Nucléaire iranien : Genève au cœur d’un bras de fer diplomatique avec Washington
Genève accueille cette semaine un nouveau cycle de discussions sensibles autour du programme nucléaire iranien. Le chef de la diplomatie iranienne, Abbas Araghchi, est arrivé lundi dans la ville suisse à la tête d’une délégation composée de diplomates et d’experts, marquant la reprise de pourparlers indirects avec les États-Unis dans un climat international tendu.
Selon la télévision d’État iranienne, ces échanges constituent le deuxième volet de négociations entamées début février à Mascate, après plusieurs mois d’impasse. Ils doivent officiellement débuter mardi, sous médiation internationale, alors que la menace d’une escalade militaire plane toujours sur la région.
En marge de ces discussions, le ministre iranien doit rencontrer ses homologues suisse et omanais, ainsi que le directeur général de l’Agence internationale de l’énergie atomique, Rafael Grossi. L’objectif affiché : réaffirmer les positions de Téhéran sur le dossier nucléaire et tenter de restaurer un minimum de confiance avec les instances internationales de contrôle.
Côté américain, la Maison Blanche a confirmé la venue à Genève de son émissaire Steve Witkoff, accompagné de Jared Kushner, gendre du président Donald Trump. Leur déplacement s’inscrit dans une séquence diplomatique plus large, incluant également des échanges sur les conflits impliquant la Russie et l’Ukraine.
Un contexte sécuritaire explosif
La relance du dialogue intervient après une période de fortes tensions. À la suite de la répression d’un vaste mouvement de contestation en Iran en janvier, Washington a durci son ton, évoquant ouvertement une possible intervention militaire tout en laissant la porte ouverte à une solution diplomatique. Une première session de négociation s’était ouverte le 6 février à Mascate, plusieurs mois après l’échec de précédents pourparlers interrompus en juin, dans le sillage d’un conflit armé de douze jours entre l’Iran et Israël.
Les États-Unis avaient alors mené des frappes contre des installations nucléaires iraniennes, accentuant la méfiance entre les parties.
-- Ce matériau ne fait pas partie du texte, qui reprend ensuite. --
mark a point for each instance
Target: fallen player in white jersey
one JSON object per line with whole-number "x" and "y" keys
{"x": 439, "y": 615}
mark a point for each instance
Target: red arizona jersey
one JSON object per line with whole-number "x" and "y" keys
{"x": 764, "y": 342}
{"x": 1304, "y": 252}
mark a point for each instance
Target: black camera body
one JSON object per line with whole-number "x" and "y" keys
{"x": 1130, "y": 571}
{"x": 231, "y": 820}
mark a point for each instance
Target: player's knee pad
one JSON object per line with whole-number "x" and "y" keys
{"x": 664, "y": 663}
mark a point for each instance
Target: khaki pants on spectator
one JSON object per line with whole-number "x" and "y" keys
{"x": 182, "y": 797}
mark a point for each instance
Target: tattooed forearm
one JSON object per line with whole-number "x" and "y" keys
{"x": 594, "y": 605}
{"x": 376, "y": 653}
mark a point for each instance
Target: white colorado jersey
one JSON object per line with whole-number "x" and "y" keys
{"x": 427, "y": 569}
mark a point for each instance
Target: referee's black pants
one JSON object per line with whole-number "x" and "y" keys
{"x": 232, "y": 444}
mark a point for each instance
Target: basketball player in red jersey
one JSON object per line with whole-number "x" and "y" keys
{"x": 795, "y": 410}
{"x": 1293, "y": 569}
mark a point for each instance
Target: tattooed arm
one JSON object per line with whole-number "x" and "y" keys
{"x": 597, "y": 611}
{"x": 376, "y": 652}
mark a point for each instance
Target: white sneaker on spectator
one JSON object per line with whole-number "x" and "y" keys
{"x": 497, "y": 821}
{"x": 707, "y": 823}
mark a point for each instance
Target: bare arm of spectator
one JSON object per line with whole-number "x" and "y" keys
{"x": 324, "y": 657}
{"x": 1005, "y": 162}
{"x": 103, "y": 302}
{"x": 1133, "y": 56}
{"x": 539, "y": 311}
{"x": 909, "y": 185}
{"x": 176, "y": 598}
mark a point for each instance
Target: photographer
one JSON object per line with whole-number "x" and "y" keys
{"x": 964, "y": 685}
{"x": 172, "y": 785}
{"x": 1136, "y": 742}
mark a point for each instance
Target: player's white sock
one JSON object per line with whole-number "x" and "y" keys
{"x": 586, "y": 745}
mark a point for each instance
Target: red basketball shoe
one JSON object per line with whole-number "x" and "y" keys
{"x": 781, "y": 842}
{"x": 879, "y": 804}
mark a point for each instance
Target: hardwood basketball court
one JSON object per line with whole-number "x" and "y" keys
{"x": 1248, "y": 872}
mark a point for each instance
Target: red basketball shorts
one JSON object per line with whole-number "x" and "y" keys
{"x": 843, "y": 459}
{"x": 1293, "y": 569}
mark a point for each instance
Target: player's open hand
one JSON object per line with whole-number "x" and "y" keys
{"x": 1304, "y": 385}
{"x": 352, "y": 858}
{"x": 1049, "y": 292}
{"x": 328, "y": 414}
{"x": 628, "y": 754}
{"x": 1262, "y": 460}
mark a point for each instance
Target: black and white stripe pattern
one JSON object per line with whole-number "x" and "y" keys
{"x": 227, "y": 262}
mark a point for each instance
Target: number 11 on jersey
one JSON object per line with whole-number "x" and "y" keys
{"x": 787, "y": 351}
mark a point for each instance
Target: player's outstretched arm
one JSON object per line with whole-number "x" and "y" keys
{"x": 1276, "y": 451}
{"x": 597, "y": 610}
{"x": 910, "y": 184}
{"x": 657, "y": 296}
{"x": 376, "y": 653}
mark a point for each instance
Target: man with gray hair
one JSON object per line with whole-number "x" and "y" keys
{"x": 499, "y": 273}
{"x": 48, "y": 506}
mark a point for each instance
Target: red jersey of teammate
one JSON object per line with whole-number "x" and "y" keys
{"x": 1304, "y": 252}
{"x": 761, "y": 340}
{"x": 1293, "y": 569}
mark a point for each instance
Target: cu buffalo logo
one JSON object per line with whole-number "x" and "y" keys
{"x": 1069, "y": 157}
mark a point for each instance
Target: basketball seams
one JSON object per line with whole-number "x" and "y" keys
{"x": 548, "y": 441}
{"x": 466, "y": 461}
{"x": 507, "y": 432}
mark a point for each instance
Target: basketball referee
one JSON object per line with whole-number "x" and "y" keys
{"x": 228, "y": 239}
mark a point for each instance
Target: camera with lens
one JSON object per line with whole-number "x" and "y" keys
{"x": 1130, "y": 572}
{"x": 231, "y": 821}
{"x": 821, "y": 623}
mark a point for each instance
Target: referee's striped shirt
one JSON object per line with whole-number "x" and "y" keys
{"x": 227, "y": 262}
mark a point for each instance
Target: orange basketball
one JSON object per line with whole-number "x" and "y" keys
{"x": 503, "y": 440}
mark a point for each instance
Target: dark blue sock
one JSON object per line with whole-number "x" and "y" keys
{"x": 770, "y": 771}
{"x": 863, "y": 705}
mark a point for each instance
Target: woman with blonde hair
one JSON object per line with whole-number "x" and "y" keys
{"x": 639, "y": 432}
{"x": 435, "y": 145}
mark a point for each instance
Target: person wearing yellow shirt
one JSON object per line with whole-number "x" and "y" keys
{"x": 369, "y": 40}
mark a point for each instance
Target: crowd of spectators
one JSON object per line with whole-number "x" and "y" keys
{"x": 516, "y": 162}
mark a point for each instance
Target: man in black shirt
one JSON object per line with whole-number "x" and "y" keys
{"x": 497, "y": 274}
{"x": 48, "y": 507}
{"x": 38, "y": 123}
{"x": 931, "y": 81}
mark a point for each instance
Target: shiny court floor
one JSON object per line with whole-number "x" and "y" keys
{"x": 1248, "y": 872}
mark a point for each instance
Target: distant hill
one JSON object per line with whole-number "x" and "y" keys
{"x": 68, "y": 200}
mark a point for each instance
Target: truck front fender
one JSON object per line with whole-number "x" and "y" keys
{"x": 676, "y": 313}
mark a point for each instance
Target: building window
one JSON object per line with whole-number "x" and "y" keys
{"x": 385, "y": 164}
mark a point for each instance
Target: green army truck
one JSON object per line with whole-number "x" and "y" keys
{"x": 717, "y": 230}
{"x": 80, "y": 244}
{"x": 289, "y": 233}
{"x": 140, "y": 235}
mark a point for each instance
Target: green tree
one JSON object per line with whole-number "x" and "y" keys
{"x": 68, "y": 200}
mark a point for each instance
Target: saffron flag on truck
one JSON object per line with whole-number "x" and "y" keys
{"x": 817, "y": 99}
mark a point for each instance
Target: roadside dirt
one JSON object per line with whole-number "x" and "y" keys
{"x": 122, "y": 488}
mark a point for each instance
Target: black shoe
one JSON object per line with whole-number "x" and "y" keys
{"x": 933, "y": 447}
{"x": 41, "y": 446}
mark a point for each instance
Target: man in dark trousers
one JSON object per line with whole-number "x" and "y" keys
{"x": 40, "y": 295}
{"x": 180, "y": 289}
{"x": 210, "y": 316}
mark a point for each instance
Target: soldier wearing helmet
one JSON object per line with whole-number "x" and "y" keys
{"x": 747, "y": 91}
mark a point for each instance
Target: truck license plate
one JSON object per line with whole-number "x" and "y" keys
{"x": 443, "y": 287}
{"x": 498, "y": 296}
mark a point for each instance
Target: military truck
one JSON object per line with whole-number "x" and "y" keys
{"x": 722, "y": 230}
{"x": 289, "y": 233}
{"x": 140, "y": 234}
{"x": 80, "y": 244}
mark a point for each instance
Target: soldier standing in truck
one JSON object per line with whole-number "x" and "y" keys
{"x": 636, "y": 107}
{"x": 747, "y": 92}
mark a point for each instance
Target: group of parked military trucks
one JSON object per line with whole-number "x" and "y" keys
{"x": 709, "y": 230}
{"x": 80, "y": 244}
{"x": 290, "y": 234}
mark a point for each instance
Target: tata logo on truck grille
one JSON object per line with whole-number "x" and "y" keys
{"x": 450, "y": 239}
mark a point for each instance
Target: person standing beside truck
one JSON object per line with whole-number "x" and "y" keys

Depuis, Washington a renforcé sa présence militaire dans le Golfe, avec le déploiement de porte-avions, illustrant la pression exercée sur Téhéran.
Désaccords de fond et lignes rouges
Les divergences restent profondes. L’Iran affirme vouloir limiter les discussions à son seul programme nucléaire civil, tandis que Washington et Israël exigent également des concessions sur les missiles balistiques et le soutien iranien à des groupes armés régionaux. Le Premier ministre israélien Benjamin Netanyahu a ainsi posé comme condition préalable à tout accord le retrait total du matériel nucléaire enrichi hors d’Iran et le démantèlement complet des capacités d’enrichissement.
De son côté, le vice-ministre iranien des Affaires étrangères Majid Takht-Ravanchi a indiqué que son pays se disait prêt à un compromis sur son stock d’uranium hautement enrichi, à condition d’une levée des sanctions économiques américaines. Avant les frappes de 2025, l’Iran enrichissait l’uranium à 60 %, bien au-delà du seuil autorisé par l’accord de 2015, aujourd’hui caduc.
Parallèlement aux négociations, Abbas Araghchi doit présenter la position iranienne devant la Conférence du désarmement des Nations unies, soulignant la volonté de Téhéran de défendre son dossier sur la scène internationale, tout en tentant d’éviter une nouvelle escalade.